There is evidence demonstrating that in vitro infection of goat PBMC with PPRV caused apoptosis [51, 52]. Particularly, most of the genes targeted by DEmiRNA in this study are involved in the regulation of cellular apoptosis. In this study, we found that PPRV infection triggered several DEmiRNA, including chi-miR-182, chi-miR-671-5p, novel_mir3, and novel_mir330, that target apoptosis-related genes AREL1, CASP8, APAF1, and BAX in goat PBMC. Henceforth by regulating the target genes, cellular miRNA have a profound effect on the regulation of apoptosis of goat PBMC to PPRV early infection. Further investigations are needed to clarify the underlying mechanisms on how these genes are targeted by differentially expressed miRNA and their role in promoting or inhibiting PPRV replication. Although numerous studies demonstrate that PPRV can induce apoptotic cell death in vitro, there is no evidence for in vivo host cell apoptosis. The reasons may be associated with the different expression levels of cellular receptor, infection route, strain-specific and virus infection dose between in vitro and in vivo studies.

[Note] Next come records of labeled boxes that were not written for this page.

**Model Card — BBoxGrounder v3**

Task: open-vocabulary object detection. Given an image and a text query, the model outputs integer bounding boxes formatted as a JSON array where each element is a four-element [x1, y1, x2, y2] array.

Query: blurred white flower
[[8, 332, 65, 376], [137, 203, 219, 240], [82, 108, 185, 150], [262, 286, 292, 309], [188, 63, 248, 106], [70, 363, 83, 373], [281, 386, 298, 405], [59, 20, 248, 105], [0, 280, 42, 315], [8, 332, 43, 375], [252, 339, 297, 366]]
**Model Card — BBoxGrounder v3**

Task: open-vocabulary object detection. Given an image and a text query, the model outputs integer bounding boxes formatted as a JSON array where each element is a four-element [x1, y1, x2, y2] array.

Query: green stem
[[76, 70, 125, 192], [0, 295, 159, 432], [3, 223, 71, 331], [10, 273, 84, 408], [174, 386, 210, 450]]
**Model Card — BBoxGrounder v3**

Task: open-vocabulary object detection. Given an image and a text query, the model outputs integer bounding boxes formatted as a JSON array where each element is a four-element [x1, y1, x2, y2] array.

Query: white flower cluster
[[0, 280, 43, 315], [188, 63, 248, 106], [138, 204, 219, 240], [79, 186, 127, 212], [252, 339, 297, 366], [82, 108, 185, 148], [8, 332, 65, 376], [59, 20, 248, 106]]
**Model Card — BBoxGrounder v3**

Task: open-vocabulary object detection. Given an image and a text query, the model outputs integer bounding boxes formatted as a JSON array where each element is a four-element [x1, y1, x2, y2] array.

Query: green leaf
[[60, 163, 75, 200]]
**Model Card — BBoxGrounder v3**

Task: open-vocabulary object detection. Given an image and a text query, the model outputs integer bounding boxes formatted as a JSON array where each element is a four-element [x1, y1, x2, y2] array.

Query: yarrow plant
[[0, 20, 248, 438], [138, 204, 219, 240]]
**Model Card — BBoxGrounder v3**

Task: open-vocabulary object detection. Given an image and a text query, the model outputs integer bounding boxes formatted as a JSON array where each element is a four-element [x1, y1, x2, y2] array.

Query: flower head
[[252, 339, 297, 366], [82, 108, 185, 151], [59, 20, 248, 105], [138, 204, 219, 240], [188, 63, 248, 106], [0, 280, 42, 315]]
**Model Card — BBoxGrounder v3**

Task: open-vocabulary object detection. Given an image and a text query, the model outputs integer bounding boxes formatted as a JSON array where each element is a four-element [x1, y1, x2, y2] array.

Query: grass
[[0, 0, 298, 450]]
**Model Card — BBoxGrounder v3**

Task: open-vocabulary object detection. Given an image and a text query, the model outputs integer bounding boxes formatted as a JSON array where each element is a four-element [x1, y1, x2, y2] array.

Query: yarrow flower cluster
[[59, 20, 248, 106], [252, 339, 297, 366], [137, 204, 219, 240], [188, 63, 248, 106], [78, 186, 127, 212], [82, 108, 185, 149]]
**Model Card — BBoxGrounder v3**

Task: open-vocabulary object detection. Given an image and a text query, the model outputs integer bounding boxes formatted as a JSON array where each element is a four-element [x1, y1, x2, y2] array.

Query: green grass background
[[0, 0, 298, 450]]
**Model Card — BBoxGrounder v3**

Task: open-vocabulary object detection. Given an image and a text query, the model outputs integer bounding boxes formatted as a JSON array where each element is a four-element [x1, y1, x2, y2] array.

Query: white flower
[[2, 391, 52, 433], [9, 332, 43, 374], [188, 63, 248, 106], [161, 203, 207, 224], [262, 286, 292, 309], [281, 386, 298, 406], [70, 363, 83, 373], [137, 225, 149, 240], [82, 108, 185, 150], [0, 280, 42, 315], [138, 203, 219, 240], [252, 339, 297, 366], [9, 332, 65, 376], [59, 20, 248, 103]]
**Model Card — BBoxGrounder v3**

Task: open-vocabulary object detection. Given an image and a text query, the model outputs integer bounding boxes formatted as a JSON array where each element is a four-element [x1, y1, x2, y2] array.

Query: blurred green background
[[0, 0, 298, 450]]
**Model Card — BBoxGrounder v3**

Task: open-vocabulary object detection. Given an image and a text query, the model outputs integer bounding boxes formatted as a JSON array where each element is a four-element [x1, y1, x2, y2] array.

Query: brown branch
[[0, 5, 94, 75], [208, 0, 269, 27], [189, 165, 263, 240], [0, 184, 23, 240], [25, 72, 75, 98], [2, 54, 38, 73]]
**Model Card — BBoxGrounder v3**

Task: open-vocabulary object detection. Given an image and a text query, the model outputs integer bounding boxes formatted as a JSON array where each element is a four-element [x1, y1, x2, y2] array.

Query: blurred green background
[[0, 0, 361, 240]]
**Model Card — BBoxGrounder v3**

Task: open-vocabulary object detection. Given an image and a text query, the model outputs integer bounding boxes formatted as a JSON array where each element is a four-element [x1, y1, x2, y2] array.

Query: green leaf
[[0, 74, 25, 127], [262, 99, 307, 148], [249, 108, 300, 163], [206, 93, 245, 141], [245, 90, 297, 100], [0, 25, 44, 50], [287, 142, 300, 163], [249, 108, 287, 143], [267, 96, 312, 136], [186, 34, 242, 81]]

In summary, we identified miRNA and evaluated their expression patterns in goat PBMC in response to PPRV infection using deep sequencing. This study supports previous studies indicating the importance of the miRNA landscape in the replication and pathogenesis of PPRV. One-hundred and three known differentially expressed miRNA and 213 novel miRNA candidates were identified. The target genes of these differential miRNA were estimated by GO enrichment and KEGG pathway analyses. In addition, while these data demonstrate the differentially expressed miRNA profiles in goat PBMC in response to vaccine strain of PPRV infection, more studies are needed to understand how wild-type PPRV infection affect miRNA expression patterns.